The focus on the 2018 draft, like all drafts, was on the first few rounds. In round one, the Indians grabbed one of the premier hitters in the draft in Noah Naylor. Later, much of the basic fan focus went to a flurry of college pitchers who they (far too optimistically) thought could help the MLB team in 2018 in Nick Sandlin and Adam Scott. In this, many players get overlooked and making the biggest demand to be looked at right now is 3rd round pick (6th by the Indians) Richie Palacios.
The 21 year old from Brooklyn, New York was one of the first players to sign from the draft and started opening day for the AZL Indians 1 team at second base (he was drafted at short, but has played second almost exclusively so far). In his first game, he walked twice and hit a home run, but that was only the beginning. In game three, he hit his second home run as part of a 4 for 4 game with another walk. He followed this with the worst game of his career as he struck out for the first two times ever and committed his first two errors, but after one more game to regain his confidence, he was promoted to Mahoning Valley after just five total games in Arizona.
It took Palacios a little longer to adjust to short season, but he continued to hit with base hits in all but one game played for the Scrappers. He didn’t hit his first home run in Mahoning Valley until July 5th, but that would start another torrid spell that saw him hit .463/.549/.732 with nine walks, two home runs, three doubles and a triple through July 19th. Almost exactly a month after his first professional game, Palacios had hit in all but two of his 25 games played (he reached base in all but one), batting .416/.500/.640 across two levels. For this, he was promoted a second time, this time to Lake County.
It should be noted that these were not moves of necessity based on roster construction. While it was an injury to Jesse Berardi that made room for Palacios in Lake County, the Scrappers also had Jose Fermin, who already had a season in Arizona under his belt and could easily have been promoted. They also could have jumped Jhan Rodriguez (who was promoted to Mahoning Valley to fill in for Palacios) from AZL if they only needed to cover a few innings or bumped Lynchburg utility man Jorma Rodriguez down a level if they needed a full time starter long term. All three of these other options are not high ceiling players of whom the team would be particularly worried about interrupting their development. The decision to go with Palacios was not one of need, but of reward.
In just his second game in A ball, Palacios had a three hit game, his fifth of the season, but since then he has cooled down a bit. That was certainly to be expected. To start with, he finished that three hit game with a completely unsustainable .450 BABIP. He has speed and is certainly not a ground ball hitter, so his potential BABIP could be well over .300 (maybe about .320-.330, especially if he’s playing below the level he should be), but no player who started his career after 1930 has been able to maintain a BABIP above .360 (Christian Yelich and Aaron Judge among modern players are close). There is a crash coming for Palacios and it will be epic (he’s already two for his last 20), but don’t take that as evidence he isn’t ready for A ball.
Rather than looking at the things he doesn’t have control over (the chances of a ball in play landing safely), let’s look at the things he does control. First, his eye is immaculate. In AZL, he made contact with nearly every strike he saw and still managed to walk six times while striking out twice. He continued that trend in his more extended run in Mahoning Valley where he walked times 11 and struck out 12. In Lake County, things have been more difficult, but his season total of walks and strike outs is still near equal and that is a true rarity among recently drafted players.

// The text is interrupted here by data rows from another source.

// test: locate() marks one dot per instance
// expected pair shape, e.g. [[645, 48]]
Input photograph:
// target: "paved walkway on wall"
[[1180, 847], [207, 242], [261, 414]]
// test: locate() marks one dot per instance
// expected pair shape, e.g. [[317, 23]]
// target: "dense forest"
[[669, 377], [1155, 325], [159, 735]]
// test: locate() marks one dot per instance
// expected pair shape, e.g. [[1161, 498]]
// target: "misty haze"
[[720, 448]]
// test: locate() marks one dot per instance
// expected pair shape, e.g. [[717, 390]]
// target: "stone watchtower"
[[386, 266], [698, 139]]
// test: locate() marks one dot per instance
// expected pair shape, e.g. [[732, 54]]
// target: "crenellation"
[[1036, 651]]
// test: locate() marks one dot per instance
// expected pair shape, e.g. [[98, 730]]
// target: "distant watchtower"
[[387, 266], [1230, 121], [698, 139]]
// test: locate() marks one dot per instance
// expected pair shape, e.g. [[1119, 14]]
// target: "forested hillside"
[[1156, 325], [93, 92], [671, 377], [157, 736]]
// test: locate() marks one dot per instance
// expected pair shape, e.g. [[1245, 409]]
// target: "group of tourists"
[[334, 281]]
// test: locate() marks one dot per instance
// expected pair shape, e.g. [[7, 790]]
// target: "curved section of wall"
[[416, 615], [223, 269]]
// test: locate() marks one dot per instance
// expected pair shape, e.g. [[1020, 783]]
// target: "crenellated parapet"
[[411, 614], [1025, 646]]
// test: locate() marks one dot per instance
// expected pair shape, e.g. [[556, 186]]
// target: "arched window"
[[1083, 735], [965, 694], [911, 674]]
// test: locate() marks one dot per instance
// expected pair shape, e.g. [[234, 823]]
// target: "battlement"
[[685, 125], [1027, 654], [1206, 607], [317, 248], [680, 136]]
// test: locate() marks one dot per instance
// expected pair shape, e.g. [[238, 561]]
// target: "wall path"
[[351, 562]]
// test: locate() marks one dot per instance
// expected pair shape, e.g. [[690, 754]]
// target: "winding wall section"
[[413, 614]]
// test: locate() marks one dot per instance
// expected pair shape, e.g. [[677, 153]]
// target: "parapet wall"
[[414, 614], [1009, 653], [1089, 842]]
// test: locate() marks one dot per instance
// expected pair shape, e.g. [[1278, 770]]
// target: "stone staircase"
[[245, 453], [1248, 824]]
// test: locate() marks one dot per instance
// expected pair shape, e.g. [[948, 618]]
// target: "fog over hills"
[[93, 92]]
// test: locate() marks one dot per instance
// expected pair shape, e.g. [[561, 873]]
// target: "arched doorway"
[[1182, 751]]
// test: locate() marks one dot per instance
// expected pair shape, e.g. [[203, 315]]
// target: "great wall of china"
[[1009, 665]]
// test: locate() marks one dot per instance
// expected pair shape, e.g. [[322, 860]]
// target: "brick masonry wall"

Also under his control are his defense and base running. In both, he has been nearly perfect with just four errors this year and one time caught stealing in six attempts. Always with the caveat of small sample size, he was one of the best defenders I’ve seen this year in Arizona and compared to essentially every infielder in AZL and SS, four errors is almost nothing.
Finally, there is the aspect of launch angle. While it has become a hot topic in the majors, not all minor league players have jumped onto the band wagon of elevating their swing plane to hit for more power. Palacios most definitely has. Despite this, unlike others like current Captains teammates Oscar Gonzalez and Will Benson, he has not yet had a huge problem with strike outs. This could be because he was simply not being challenged in the short season and rookie leagues, however, it’s very possibly that he is just not that kind of hitter.
At Towson, he struck out less than once every ten at bats each season and during his junior season (2018) he walked 52 times while striking out just 16 in over 250 plate appearances. Despite having a BABIP of .295 that year (he was over .340 the previous two seasons), he hit .301/.457/.515.
While the college numbers alone don’t mean much, the fact that they align well with his early season pro numbers helps provide a positive outlook that this level of play is sustainable. Obviously, his average is going to fall as his BABIP comes down to earth, but he should be able to continue being a patient hitter with fly ball tendencies.
This type of early career advancement is strange for the Indians, especially for a position player, and I’d expect that once he settles into the proper level (probably Lake County), he’ll stick around for awhile. He was a little old to start off in Arizona in the first place, but now is playing among his peers and could continue to be promoted with the current ground in A ball. This would likely place him at least four years from the Majors, but he’s certainly placed himself on the charts with his incredible early start.